A HOL Basis for Reasoning about Functional Programs
Sten Agerholm December 1994 |

## Abstract:Domain theory is the mathematical theory underlying denotational semantics. This thesis presents a formalization of domain theory in the Higher Order Logic (HOL) theorem proving system along with a mechanization of proof functions and other tools to support reasoning about the denotations of functional programs. By providing a fixed point operator for functions on certain domains which have a special undefined (bottom) element, this extension of HOL supports the definition of recursive functions which are not also primitive recursive. Thus, it provides an approach to the long-standing and important problem of defining non-primitive recursive functions in the HOL system. Our philosophy is that there must be a direct correspondence between elements of complete partial orders (domains) and elements of HOL types, in order to allow the reuse of higher order logic and proof infrastructure already available in the HOL system. Hence, we are able to mix domain theoretic reasoning with reasoning in the set theoretic HOL world to advantage, exploiting HOL types and tools directly. Moreover, by mixing domain and set theoretic reasoning, we are able to eliminate almost all reasoning about the bottom element of complete partial orders that makes the LCF theorem prover, which supports a first order logic of domain theory, difficult and tedious to use. A thorough comparison with LCF is provided. The advantages of combining the best of the domain and set theoretic worlds in the same system are demonstrated in a larger example, showing the correctness of a unification algorithm.
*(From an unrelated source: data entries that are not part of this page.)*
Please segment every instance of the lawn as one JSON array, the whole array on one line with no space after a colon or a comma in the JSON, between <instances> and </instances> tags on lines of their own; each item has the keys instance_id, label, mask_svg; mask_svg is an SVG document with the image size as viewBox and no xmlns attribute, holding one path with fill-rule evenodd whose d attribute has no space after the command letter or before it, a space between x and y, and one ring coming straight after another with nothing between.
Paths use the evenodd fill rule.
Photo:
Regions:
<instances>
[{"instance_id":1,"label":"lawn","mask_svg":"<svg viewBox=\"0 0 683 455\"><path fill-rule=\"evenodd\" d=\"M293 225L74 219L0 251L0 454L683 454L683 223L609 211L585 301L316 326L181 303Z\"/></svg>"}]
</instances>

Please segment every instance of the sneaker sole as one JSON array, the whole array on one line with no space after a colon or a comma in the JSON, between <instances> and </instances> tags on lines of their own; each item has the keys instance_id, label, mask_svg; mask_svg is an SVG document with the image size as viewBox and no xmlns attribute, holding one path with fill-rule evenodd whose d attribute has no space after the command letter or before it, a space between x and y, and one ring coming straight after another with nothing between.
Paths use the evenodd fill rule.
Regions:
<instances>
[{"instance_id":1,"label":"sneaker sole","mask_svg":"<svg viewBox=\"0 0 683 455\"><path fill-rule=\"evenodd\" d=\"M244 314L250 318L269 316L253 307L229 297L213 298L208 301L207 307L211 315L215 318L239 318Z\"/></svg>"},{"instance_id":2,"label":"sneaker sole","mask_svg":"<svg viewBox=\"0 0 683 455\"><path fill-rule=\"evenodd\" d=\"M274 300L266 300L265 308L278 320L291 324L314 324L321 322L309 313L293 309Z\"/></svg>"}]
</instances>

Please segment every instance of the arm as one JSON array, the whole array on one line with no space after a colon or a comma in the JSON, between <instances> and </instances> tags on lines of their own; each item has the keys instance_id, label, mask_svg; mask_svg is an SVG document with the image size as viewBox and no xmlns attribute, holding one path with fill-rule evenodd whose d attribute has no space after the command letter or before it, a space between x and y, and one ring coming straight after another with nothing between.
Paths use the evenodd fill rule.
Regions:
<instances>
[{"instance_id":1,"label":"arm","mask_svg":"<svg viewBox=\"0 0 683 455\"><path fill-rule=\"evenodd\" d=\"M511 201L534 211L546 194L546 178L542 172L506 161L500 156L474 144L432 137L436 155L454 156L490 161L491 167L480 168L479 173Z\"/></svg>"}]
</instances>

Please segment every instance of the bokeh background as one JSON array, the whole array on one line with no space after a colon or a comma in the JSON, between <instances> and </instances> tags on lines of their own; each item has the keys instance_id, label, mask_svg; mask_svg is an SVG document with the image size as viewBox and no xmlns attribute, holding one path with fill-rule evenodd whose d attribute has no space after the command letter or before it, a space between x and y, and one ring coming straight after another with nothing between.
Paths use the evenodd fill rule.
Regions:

A major part of the proof is conducted in the set theoretic setting of higher order logic, and only at a late stage of the proof domain theory is introduced to give a recursive definition of the algorithm, which is not primitive recursive. Furthermore, a total well-founded recursive unification function can be defined easily in pure HOL by proving that the unification algorithm (defined in domain theory) always terminates; this proof is conducted by a non-trivial well-founded induction. In such applications, where non-primitive recursive HOL functions are defined via domain theory and a proof of termination, domain theory constructs only appear temporarily.